The fact that the words “intensive care” were not spoken during this informed discussion is a problem. Dr. Baer congratulated the panelists on their “very thought-provoking discussion,” but they sidelined a massive element of the approach to death, and the one that really needs to be dealt with. Beginners, a film about an old man who responds to his diagnosis of metastatic cancer with vigor and dies on a beautiful daybed at home was lauded by Dr. Foley as “wonderfully model(ling) dying well” but I would rather have seen images from The Descendants, in which George Clooney’s comatose, traumatically brain injured wife lies, trached, in the hospital—a status confusing to all, not least her young daughter—while Clooney seeks closure in messy personal matters before withdrawing care (even though this patient’s hospital stay is unrealistically stable and serene).
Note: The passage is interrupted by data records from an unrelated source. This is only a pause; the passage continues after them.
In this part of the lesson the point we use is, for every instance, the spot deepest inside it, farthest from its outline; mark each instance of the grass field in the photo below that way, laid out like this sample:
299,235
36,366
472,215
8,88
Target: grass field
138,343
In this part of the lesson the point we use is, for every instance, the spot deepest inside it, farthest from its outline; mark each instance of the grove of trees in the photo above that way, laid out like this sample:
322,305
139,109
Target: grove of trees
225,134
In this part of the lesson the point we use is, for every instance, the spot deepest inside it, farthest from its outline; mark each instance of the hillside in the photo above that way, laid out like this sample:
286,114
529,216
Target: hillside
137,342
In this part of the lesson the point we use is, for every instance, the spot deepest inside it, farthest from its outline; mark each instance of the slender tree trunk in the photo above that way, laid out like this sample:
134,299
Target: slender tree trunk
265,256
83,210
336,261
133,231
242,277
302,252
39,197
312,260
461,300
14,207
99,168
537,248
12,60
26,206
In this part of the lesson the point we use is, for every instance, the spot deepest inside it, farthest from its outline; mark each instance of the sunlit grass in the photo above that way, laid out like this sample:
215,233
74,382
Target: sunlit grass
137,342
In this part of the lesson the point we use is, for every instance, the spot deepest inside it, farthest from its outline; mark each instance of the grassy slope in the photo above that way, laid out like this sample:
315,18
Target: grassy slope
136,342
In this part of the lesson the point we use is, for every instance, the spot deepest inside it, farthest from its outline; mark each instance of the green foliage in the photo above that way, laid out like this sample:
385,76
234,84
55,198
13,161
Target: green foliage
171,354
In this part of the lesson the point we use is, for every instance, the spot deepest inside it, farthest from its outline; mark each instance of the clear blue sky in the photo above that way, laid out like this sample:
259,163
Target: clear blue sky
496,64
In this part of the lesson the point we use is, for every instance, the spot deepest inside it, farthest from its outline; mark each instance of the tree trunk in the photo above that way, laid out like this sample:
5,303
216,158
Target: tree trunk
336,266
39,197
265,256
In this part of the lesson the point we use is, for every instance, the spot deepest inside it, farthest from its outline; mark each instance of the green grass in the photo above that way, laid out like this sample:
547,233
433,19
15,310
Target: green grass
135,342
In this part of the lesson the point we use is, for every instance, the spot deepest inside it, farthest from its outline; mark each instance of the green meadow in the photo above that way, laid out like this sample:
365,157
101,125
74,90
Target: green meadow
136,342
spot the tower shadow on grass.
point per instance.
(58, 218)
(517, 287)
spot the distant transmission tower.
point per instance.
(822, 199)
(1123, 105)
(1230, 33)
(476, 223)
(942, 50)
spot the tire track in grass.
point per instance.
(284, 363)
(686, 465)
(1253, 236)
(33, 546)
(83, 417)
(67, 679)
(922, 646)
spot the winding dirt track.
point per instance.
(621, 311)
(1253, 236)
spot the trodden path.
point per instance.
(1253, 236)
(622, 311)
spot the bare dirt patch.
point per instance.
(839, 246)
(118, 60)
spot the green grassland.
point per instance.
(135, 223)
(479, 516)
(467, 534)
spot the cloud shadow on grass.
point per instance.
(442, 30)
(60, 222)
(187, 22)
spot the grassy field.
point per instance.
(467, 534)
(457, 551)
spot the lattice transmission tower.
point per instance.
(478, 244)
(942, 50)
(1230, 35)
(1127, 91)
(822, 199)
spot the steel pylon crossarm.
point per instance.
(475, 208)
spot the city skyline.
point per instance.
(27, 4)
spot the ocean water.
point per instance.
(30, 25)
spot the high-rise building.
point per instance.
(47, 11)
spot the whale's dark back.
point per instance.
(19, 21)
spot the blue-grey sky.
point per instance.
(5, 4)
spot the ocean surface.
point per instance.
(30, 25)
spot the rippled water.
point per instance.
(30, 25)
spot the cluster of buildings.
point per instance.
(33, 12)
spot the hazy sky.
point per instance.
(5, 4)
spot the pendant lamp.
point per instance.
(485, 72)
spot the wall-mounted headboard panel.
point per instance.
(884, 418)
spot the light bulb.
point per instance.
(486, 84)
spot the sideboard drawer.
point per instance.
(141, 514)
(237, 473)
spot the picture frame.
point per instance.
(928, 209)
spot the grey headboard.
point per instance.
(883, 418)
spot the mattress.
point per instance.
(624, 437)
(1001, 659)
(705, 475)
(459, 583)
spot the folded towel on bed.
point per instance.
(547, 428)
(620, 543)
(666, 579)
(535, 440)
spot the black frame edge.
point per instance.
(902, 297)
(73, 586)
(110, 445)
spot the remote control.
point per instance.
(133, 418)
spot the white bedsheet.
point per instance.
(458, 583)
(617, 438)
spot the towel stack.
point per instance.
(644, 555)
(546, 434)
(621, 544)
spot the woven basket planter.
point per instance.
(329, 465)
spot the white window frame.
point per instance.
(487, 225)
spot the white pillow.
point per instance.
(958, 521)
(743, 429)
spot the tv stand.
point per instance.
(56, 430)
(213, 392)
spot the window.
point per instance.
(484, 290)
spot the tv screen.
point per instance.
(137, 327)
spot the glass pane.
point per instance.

Mr. Doerries, who treated us to an anguishing scene from Philoctetes with the actor Reg E. Cathey, recognizable as Tommy Carcetti’s campaign manager on The Wire, noted from personal experience as a caregiver that “people who work in places where people are dying—hospice and palliative care—are the most marginalized people in the medical profession.” That these specialists are marginalized is too bad, and stands to change—but this comment’s premise is remarkably wrong, because many people are not dying in hospice and palliative care, nurtured and comforted. Many are dying in intensive care, and the people who work in intensive care are not marginalized. We’re the big guys. We go hard.
I assure you that the bulk of that 30% of the Medicare budget going towards the last year of life is not being spent on home oxygen via nasal cannula, morphine prescriptions, and the salary of the hospice nurse who visits every so often and lets you know when the gently dying person “is gone.” It is being spent in intensive care, where the bed alone costs several thousands of dollars a day, on ventilators, antibiotics, CT scans, MRIs, X rays, dialysis, invasive diagnostic testing, and surgical procedures.
When I introduced myself as an ICU nurse to Dr. Foley after the lecture, she told me the work I did was terrific and important, and then she agreed with me that the deaths occurring in intensive care were completely different from what had just been discussed, and often quite terrible. She said the ICU in her hospital has integrated full time palliative care specialists, which is commendable, though the difficulty of imagining an intensivist who simultaneously practices palliative care highlights the competing priorities of those specialties.
This lecture was an example of the movement to directly address what happens when people die—I hope Mr. Doerries was right in saying that “driving this issue to the fore” will be “the last contribution that the baby boomer generation makes,”—but it also displayed a dichotomy between deaths that are approached thoughtfully and peacefully and those that are fought, which we see in intensive care. It is dangerous to allow the discourse on death to ignore this latter type, and to allow the pleasant phrase “end-of-life care” to exclude those complicated, ugly, expensive deaths, because they form another kind of story, and we could certainly benefit from speaking openly about them as well.
Kristen McConnell is an intensive care nurse.